The paintings of Alex Gross are magical, loaded with imagery both logical and surreal. His influences are equally mixed and unexpected, from Victorian photography to more modern Japanese culture but one of his ultimate goals is to create art that remains timeless. He talks to My Name Is? about the importance of formal art training, why he’d prefer to be the artistic equivalent of Pink Floyd rather than Led Zeppelin and his mission to ‘paint images that look like the dream you had, or wish you had last night’.

 

Alex Gross grew up in Long Island – a place he describes as ‘the suburban backyard of Manhattan.’ In 1988, he moved to Los Angeles for art school where he settled and has lived ever since. His earliest artistic influences were comic books and movies especially the strong visuals from science fiction television and films like Star Trek and later Star Wars. These interests led to him wanting to become a comic book illustrator but he ended up spending a decade working as a commercial illustrator – a job he found ultimately unfulfilling. Finally, through art school he ‘got some other ideas.’ His route in, as an illustration major, was not totally direct though.
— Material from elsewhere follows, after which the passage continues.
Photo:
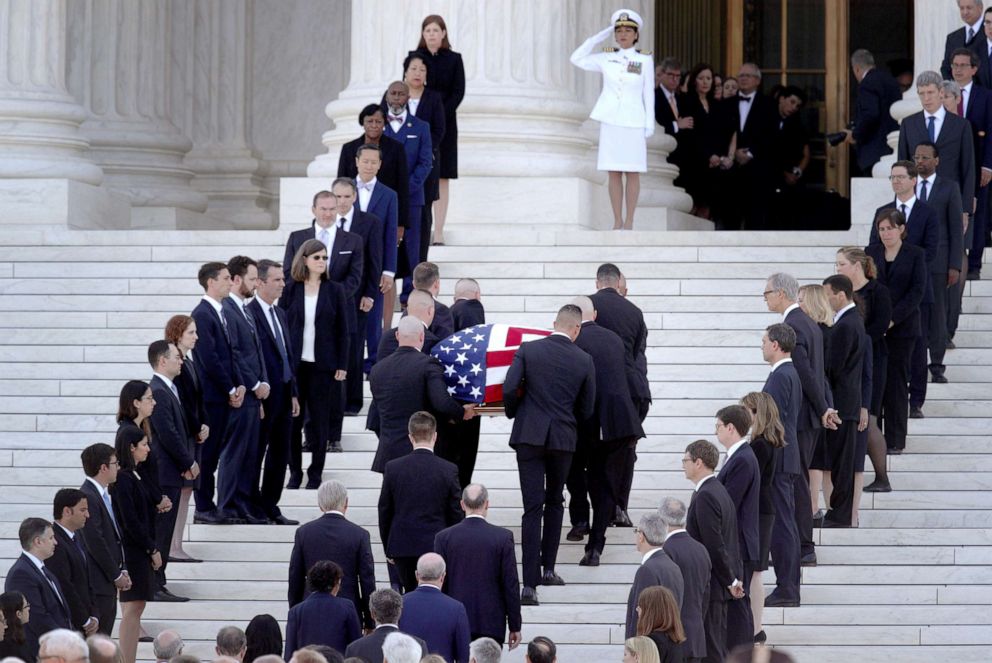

After high school he tried a year at a university before discovering it was not the place for him. After that, he went back home and attended the Art Center College of Design – renowned as one of the best art schools in the US – and a place that made a massive impression on him. He believes he would never have achieved what he has today without that education.

 

Indeed, Gross is such a strong believer in formal art education that he now teaches as an instructor at Art Center and delights in the fact that he has ‘seen hundreds of students over the years evolve into wonderful artists. The key thing about the school was, and remains, great instructors. I don't see how being self-taught can ever be better than learning from amazing artists. How to teach art can be endlessly debated, but I firmly believe that studying with good artists who are good teachers is always the best way to learn and improve one's own work.’